If [health] is not present in the config, no health server is started.

Graceful shutdown

On SIGINT/Ctrl+C, Courier:

  1. Transitions every pipeline to Draining.
  2. Cancels the shared CancellationToken — sources stop pulling, transforms finish their current item, sinks drain their channel receivers.
  3. Waits up to shutdown.timeout_secs (default 30 s) for all tasks to complete.
  4. If the deadline expires, logs a warning and orphan remaining tasks (they keep running until the process exits; dropping a JoinHandle does not abort the underlying tokio task).
  5. Finalizes pipeline states: non-failed pipelines move to Stopped, failed pipelines stay Failed.
  6. Force-flushes metrics, traces, and logs providers.
  7. Aborts the health server task.

Shutdown timeout

Configure the drain deadline with a [shutdown] block:

[shutdown]
timeout_secs = 60
Field Required Default Description
timeout_secs no 30 Maximum seconds to wait for in-flight envelopes to drain after SIGINT. Must be greater than 0.

A shorter timeout means faster process exit but risks dropping envelopes that are still in channel buffers. A longer timeout gives sinks more time to flush but delays termination.

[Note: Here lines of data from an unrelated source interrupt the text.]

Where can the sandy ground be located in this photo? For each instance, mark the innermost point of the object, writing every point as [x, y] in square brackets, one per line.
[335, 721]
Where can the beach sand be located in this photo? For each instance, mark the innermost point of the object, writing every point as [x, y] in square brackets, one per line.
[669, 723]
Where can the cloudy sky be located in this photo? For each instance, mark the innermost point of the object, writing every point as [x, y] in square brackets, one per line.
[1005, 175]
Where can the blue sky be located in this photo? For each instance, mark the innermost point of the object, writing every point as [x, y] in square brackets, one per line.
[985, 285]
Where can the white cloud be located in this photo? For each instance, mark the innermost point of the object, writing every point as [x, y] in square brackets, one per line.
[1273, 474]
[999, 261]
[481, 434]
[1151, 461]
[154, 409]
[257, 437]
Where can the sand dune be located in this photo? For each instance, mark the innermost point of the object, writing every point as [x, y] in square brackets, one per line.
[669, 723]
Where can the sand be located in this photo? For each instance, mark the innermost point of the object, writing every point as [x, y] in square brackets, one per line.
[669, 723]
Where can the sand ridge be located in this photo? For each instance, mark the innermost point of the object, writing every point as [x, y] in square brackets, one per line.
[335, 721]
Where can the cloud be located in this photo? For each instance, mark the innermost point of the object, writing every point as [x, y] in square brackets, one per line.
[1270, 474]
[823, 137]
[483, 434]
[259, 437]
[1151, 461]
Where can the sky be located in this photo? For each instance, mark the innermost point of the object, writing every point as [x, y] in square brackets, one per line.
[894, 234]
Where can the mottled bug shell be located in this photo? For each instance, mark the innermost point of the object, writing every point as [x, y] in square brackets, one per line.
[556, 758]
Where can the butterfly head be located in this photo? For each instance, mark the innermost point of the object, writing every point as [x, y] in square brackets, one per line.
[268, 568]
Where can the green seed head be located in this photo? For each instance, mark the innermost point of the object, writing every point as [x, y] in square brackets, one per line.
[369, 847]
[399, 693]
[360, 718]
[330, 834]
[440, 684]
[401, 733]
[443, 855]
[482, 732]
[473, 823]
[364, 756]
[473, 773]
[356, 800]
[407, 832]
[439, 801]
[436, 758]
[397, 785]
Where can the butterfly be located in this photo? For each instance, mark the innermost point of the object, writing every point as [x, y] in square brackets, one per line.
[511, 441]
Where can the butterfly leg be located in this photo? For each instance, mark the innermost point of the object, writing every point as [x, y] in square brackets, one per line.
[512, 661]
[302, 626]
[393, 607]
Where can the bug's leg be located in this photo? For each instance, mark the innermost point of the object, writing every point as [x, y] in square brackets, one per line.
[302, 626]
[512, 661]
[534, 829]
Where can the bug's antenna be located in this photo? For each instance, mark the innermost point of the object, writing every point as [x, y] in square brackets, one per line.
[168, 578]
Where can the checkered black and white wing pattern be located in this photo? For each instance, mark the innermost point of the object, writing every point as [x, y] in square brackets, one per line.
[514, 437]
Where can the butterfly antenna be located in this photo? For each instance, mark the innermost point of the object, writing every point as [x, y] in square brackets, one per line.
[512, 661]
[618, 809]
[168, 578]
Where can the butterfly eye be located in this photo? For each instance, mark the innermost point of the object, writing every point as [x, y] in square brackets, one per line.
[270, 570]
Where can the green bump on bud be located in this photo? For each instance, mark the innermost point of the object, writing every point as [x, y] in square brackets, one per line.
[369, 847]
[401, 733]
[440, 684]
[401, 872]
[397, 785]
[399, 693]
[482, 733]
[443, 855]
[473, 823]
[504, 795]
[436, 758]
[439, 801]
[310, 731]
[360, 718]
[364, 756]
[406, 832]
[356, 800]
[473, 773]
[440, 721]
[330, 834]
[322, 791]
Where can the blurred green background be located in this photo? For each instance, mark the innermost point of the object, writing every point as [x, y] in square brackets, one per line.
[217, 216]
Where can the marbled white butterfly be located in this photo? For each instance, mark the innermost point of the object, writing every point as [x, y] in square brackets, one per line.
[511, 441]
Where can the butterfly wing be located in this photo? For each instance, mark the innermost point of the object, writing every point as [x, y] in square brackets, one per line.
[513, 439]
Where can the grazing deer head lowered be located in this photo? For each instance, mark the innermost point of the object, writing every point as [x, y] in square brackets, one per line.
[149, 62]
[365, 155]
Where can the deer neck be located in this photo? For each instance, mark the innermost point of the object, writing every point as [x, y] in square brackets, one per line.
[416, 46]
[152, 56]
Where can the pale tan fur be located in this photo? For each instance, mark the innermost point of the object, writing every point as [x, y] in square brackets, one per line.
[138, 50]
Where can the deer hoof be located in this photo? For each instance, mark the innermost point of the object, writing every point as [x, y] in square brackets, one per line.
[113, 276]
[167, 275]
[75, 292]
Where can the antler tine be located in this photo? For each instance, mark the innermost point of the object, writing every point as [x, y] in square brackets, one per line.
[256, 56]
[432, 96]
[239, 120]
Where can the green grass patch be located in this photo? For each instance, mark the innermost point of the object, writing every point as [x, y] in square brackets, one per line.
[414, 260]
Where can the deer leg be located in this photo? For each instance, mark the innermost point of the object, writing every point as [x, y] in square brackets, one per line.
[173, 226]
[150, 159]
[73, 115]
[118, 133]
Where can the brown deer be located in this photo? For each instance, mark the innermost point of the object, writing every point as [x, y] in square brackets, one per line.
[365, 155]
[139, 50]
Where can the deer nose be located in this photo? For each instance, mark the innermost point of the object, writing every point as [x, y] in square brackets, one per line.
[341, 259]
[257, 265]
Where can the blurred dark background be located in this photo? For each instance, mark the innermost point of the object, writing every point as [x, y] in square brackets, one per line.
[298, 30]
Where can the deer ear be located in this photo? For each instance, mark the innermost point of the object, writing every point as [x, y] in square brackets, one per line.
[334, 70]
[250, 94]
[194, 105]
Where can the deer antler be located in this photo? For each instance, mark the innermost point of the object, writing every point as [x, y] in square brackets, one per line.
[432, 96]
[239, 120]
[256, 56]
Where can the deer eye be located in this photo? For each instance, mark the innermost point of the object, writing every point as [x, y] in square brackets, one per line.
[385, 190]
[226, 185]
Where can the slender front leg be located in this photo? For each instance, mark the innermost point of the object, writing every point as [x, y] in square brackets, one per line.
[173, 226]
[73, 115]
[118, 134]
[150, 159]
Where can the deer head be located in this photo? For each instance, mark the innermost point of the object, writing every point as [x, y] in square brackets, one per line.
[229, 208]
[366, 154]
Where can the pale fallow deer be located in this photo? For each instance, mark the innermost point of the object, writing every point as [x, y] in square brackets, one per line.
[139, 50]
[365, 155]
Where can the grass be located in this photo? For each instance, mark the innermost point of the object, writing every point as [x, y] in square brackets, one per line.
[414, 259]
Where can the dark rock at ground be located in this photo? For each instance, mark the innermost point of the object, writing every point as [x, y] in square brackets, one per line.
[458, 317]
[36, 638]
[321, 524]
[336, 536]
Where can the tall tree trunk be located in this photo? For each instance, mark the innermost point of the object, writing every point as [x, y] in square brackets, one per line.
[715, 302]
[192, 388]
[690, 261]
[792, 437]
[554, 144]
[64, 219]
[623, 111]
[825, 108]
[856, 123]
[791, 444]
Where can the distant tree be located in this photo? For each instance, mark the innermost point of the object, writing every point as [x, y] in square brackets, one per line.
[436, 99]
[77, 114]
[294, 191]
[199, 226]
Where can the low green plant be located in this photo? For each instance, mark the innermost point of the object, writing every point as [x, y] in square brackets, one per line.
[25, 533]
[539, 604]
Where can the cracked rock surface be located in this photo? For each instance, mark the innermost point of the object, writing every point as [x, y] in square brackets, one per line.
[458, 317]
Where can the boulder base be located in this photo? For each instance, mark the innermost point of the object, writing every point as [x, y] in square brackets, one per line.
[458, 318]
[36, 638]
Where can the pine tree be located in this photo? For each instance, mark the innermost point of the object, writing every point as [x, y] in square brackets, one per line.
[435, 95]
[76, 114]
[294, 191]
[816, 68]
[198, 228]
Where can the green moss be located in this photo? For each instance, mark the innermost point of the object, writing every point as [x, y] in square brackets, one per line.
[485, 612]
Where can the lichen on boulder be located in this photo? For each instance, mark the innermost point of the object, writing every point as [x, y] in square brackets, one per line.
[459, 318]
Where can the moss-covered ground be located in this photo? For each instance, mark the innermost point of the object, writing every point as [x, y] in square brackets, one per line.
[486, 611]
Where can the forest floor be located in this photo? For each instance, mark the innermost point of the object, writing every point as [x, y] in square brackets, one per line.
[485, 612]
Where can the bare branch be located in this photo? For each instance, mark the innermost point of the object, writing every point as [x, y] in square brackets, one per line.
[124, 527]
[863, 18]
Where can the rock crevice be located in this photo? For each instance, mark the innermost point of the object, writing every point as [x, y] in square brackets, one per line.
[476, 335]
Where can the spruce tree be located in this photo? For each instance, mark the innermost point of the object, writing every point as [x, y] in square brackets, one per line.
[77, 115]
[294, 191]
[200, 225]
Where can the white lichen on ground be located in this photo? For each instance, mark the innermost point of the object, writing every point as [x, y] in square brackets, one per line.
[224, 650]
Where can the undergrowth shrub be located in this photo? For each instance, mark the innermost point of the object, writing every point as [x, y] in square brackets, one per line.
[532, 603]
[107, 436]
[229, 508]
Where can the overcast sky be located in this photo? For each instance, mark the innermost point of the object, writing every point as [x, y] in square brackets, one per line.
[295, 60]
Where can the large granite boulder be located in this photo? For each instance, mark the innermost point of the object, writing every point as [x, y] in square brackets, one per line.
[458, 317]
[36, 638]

What happens to in-flight envelopes

Sources stop producing new envelopes immediately when the cancellation token fires. Sinks continue consuming from their channel receivers until the upstream closes (the source task drops its sender). Envelopes already in channel buffers are processed as long as they drain within the timeout. If the timeout expires first, those envelopes are lost.

Exit codes

Courier's run command exits with:

Code Condition
0 All pipelines shut down cleanly (SIGINT or natural source exhaustion).
1 Configuration or startup error, or at least one pipeline hit fail_pipeline.
2 Invalid CLI arguments (handled by clap).

The fail_pipeline error policy sets the pipeline state to Failed and cancels its token. At process exit, Courier::run() inspects CourierState::has_failures() and returns RunOutcome::Failed, which maps to exit code 1.

This lets supervisors and init systems detect runtime failures:

courier run -c config.toml || echo "Courier exited with error code $?"

In a Kubernetes pod spec, a non-zero exit code triggers pod restart policies automatically.

Interaction with error policies

The fail_pipeline error policy and lifecycle state are tightly coupled:

  1. A sink or transform with on_error = "fail_pipeline" encounters an error.
  2. NodeCtx::mark_pipeline_failed() transitions the pipeline to Failed.
  3. The node calls cancel.cancel() to signal all other tasks in the pipeline.
  4. Sources, transforms, and sinks see the cancellation and exit their loops.
  5. At the end of run(), has_failures() returns true and the process exits with code 1.

The drop error policy does not affect lifecycle state — the pipeline continues running.